"Getting your disco act together."
"Guy Hocquenghem visited New York and stayed with me in my loft on Chambers Street, and one night while I was out, he read what I'd written. When I returned later, he said to me that such straightforward description of gay culture was just the sort of thing that gay activists should be writing." -- Douglas Crimp
Douglas Crimp (b. Coeur d'Alene, USA, 1944; d. 2019) was one of the most influential art critics, curators, and AIDS activists of his time. His writings on representation and critique remain uncontested milestones in the debate over AIDS and queer aesthetics. The seminal essay Disss-co (A Fragment) reads as a primer to his pioneering studies of queer subcultures and New York's underground scene. In light of today's renewed repression of subcultural-- sexual and ethnic--communities, the text has lost none of its relevance.

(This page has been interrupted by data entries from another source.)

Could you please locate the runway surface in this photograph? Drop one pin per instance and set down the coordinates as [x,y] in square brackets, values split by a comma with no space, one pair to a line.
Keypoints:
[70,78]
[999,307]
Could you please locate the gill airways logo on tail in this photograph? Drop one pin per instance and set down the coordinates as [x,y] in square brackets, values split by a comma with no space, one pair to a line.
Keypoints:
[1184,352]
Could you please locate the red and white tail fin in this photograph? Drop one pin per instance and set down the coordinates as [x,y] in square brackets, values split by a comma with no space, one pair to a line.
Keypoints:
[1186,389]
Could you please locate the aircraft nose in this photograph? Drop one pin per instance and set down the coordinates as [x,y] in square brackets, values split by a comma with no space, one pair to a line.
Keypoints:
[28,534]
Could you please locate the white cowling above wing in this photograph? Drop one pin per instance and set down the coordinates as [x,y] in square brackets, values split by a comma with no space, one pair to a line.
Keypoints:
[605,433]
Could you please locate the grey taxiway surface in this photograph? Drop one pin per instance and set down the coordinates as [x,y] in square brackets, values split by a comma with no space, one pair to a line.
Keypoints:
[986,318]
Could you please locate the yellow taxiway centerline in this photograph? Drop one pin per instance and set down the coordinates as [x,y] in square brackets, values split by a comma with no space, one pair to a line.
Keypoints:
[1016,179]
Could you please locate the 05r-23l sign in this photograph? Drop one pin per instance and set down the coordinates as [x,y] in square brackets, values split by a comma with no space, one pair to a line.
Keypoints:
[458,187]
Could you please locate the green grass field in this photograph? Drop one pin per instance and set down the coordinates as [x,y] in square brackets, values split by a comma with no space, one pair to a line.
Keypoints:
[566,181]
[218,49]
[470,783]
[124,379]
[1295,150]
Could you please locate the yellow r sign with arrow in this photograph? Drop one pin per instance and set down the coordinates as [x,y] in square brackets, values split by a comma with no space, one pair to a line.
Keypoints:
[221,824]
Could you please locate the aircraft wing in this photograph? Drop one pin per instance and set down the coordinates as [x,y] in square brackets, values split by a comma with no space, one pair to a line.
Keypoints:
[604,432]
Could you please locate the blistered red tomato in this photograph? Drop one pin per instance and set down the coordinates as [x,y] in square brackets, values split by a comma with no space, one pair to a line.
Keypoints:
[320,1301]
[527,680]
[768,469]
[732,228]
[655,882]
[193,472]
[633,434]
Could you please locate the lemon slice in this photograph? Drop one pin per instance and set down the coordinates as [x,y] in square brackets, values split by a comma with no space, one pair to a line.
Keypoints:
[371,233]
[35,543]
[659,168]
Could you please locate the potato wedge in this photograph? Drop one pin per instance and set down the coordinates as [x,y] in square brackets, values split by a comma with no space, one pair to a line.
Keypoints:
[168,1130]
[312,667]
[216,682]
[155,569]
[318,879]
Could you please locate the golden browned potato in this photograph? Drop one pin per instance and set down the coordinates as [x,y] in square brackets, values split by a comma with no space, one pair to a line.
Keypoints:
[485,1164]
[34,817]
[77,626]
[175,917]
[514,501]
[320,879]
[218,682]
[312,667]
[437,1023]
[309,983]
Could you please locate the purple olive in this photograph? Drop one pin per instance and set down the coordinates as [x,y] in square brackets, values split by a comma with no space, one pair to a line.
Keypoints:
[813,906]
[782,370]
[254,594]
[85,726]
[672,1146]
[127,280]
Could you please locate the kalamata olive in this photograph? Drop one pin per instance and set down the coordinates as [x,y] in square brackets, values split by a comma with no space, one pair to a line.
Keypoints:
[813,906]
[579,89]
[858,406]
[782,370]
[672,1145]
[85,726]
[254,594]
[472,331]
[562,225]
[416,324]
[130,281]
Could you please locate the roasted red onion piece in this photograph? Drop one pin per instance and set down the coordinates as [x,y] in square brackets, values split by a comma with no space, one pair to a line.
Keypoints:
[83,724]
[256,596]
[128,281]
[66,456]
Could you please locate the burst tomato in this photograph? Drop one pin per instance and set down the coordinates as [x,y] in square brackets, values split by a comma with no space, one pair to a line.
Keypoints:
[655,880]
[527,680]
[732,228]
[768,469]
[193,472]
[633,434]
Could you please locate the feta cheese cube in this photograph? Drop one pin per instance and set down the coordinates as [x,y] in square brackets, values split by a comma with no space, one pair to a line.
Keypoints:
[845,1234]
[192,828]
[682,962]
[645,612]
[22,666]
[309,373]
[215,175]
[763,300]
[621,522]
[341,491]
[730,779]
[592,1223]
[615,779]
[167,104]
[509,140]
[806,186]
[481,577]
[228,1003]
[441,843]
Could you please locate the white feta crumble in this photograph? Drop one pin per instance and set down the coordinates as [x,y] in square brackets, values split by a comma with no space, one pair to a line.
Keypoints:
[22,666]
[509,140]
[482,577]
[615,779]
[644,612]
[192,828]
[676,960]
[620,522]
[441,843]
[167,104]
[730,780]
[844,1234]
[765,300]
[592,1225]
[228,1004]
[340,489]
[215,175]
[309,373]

The art works of Henrik Olesen (b. 1967) often focus on sexual politics. In this publication he shows excerpts from the project Lack of Information, 2001. Arranged as a grid, the work presents a map of different laws worldwide that are directed against gays, lesbians and transsexuals. Among other topics, the work examines anti-gay and sodomy laws, migration and adoption rights, and statistics on hate crimes. It also contains information on the frequency Disss-co (A Fragment) of same-sex behavior among animal species.